DONALD TRUMP ENTERS MITCH MCCONNELL'S WASHINGTON (Benjamin Wallace-Wells, NOVEMBER 11, 2016, The New Yorker)

No one voluntarily watches the press conferences of Mitch McConnell, the Senate Majority Leader. Covering them is a form of civic duty. "A man with the natural charisma of an oyster," Gail Collins once called him. On Wednesday afternoon, the constitutionally taciturn McConnell took questions from the press for almost half an hour. The senator had spent the past six years stringing Washington along, devoting the upper house of Congress to a program of obstruction, delay, and non-compliance on the theory that this would benefit the Republican Party--and now he had been proved right. He opened on a "parochial matter," praising the success of Republicans in his home state of Kentucky, who won seventeen seats in the state legislature and would control the body for the first time in ninety-five years. The news, McConnell said, "only added a little more happiness to my evening."

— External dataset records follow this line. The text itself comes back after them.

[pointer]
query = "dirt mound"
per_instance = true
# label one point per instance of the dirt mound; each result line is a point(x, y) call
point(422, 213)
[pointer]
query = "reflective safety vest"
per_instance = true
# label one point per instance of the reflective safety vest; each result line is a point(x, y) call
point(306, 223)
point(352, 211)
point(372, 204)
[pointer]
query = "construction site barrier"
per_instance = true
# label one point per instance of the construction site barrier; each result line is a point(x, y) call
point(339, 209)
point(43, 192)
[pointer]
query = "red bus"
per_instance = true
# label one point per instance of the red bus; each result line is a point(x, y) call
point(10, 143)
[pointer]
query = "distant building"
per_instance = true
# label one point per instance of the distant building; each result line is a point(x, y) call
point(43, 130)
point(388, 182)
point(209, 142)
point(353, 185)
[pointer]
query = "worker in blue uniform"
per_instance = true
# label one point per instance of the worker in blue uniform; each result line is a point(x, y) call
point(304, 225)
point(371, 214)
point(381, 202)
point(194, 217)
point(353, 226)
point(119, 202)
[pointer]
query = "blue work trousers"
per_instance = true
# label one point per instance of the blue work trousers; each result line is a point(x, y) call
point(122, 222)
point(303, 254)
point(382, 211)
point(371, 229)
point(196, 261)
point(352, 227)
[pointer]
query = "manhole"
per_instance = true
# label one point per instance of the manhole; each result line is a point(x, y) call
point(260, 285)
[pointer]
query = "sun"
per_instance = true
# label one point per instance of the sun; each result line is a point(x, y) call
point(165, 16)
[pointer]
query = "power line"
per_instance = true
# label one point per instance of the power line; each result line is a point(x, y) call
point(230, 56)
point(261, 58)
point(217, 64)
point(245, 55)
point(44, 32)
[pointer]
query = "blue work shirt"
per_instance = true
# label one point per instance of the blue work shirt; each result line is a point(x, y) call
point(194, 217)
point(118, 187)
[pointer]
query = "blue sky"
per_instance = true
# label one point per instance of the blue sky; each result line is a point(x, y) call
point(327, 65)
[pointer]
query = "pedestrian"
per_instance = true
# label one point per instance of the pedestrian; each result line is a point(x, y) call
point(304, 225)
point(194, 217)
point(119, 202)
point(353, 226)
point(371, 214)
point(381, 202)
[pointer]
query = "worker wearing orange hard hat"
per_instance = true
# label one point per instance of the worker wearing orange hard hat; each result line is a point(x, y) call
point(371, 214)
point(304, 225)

McConnell's basic perspective is that political movements recede, and change is fleeting. "I think it is always a mistake to misread your mandate," he said. "Frequently, new majorities think it is forever." McConnell said flat-out that some of Donald Trump's proposals--a trillion dollars in new infrastructure projects, a Washington reform bill that includes term limits for members of Congress--would not be priorities for Senate Republicans. He spoke more warmly of other ideas--tax cuts for corporations and a correction to "overregulation," which he said was the reason the country never achieved three-per-cent annual economic growth under President Obama. Of Trump's voters, McConnell said, "They might not have put it this way, but the lack of growth is the reason for the lack of opportunity." Of plans to repeal Obamacare, he said, "I would be shocked if we did not move forward." McConnell said that the election had given Republicans a "temporary lease on power," and that he was concerned about overreach. That, he said, was the mistake the Democrats made after 2008, when they controlled a super-majority in the Senate. "And then they paid a big price for it two years later." [...]

Donald Trump is a cynic about human beings and McConnell is a cynic about political progress; the two perspectives are not exactly the same. At his press conference on Wednesday, McConnell was asked about Trump's skepticism about the nato alliance, and his suggestions that the United States could see Russia as a friend. McConnell simply ignored the statements of the President-elect, and spoke to Moscow. "I think Article 5"--nato's mutual-defense pact--"means something," McConnell said. "If you attack any member of nato, you have us to deal with. I want the Russians to understand that fully." At this early date, it is difficult to know what Trump's Administration will look like, or will aim to do. But, beginning in January, Trump will be in McConnell's town. And surely it means something that the Majority Leader is treating the President-elect as a conventional character--a Republican--whether or not Trump fully knows it yet.